From: Ryan Roberts <ryan.roberts@arm.com>
To: Barry Song <21cnbao@gmail.com>
Cc: akpm@linux-foundation.org, baolin.wang@linux.alibaba.com,
corbet@lwn.net, da.gomez@samsung.com, david@redhat.com,
hughd@google.com, ioworker0@gmail.com,
linux-kernel@vger.kernel.org, linux-mm@kvack.org,
willy@infradead.org, ziy@nvidia.com
Subject: Re: [PATCH v1] mm: shmem: Rename mTHP shmem counters
Date: Tue, 9 Jul 2024 09:35:31 +0100 [thread overview]
Message-ID: <ca200353-da41-4f2e-b036-f22ab4bbf1b6@arm.com> (raw)
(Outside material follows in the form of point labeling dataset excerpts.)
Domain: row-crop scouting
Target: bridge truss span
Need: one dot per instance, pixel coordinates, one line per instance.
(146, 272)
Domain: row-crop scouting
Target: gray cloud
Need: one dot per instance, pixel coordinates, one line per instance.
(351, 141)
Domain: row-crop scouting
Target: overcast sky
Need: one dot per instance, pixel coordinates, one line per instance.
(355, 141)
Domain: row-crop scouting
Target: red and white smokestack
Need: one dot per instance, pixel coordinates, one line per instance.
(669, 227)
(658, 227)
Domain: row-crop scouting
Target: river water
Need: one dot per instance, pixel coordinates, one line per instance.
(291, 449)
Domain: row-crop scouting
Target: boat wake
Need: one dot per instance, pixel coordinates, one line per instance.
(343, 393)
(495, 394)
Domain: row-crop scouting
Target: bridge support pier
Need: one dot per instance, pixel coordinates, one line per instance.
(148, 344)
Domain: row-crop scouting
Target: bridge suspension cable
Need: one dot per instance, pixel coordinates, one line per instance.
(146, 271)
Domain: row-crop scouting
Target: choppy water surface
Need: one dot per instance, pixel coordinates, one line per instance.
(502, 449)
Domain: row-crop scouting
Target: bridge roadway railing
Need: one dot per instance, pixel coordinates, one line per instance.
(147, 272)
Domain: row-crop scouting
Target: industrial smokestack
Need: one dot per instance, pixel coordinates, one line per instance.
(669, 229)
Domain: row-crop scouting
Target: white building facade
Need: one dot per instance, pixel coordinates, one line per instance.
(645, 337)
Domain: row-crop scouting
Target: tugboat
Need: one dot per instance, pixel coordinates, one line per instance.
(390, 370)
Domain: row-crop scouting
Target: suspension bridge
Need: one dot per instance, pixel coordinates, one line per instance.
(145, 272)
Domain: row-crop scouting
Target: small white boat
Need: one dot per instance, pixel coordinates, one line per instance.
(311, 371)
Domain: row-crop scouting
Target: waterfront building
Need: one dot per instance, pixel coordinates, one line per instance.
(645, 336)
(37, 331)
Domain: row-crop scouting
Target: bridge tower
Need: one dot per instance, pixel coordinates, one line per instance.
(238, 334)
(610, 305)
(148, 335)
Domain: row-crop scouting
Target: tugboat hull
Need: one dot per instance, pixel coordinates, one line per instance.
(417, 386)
In-Reply-To: <CAGsJ_4xy+ADGF2te4Xh=DMABDGEAAp-7QGPgJF6MstOYXVNYtA@mail.gmail.com>
On 09/07/2024 09:13, Barry Song wrote:
> On Tue, Jul 9, 2024 at 7:55 PM Ryan Roberts <ryan.roberts@arm.com> wrote:
>>
>> On 09/07/2024 02:44, Barry Song wrote:
>>> On Tue, Jul 9, 2024 at 12:30 AM Ryan Roberts <ryan.roberts@arm.com> wrote:
>>>>
>>>> On 08/07/2024 12:36, Barry Song wrote:
>>>>> On Mon, Jul 8, 2024 at 11:24 PM Ryan Roberts <ryan.roberts@arm.com> wrote:
>>>>>>
>>>>>> The legacy PMD-sized THP counters at /proc/vmstat include
>>>>>> thp_file_alloc, thp_file_fallback and thp_file_fallback_charge, which
>>>>>> rather confusingly refer to shmem THP and do not include any other types
>>>>>> of file pages. This is inconsistent since in most other places in the
>>>>>> kernel, THP counters are explicitly separated for anon, shmem and file
>>>>>> flavours. However, we are stuck with it since it constitutes a user ABI.
>>>>>>
>>>>>> Recently, commit 66f44583f9b6 ("mm: shmem: add mTHP counters for
>>>>>> anonymous shmem") added equivalent mTHP stats for shmem, keeping the
>>>>>> same "file_" prefix in the names. But in future, we may want to add
>>>>>> extra stats to cover actual file pages, at which point, it would all
>>>>>> become very confusing.
>>>>>>
>>>>>> So let's take the opportunity to rename these new counters "shmem_"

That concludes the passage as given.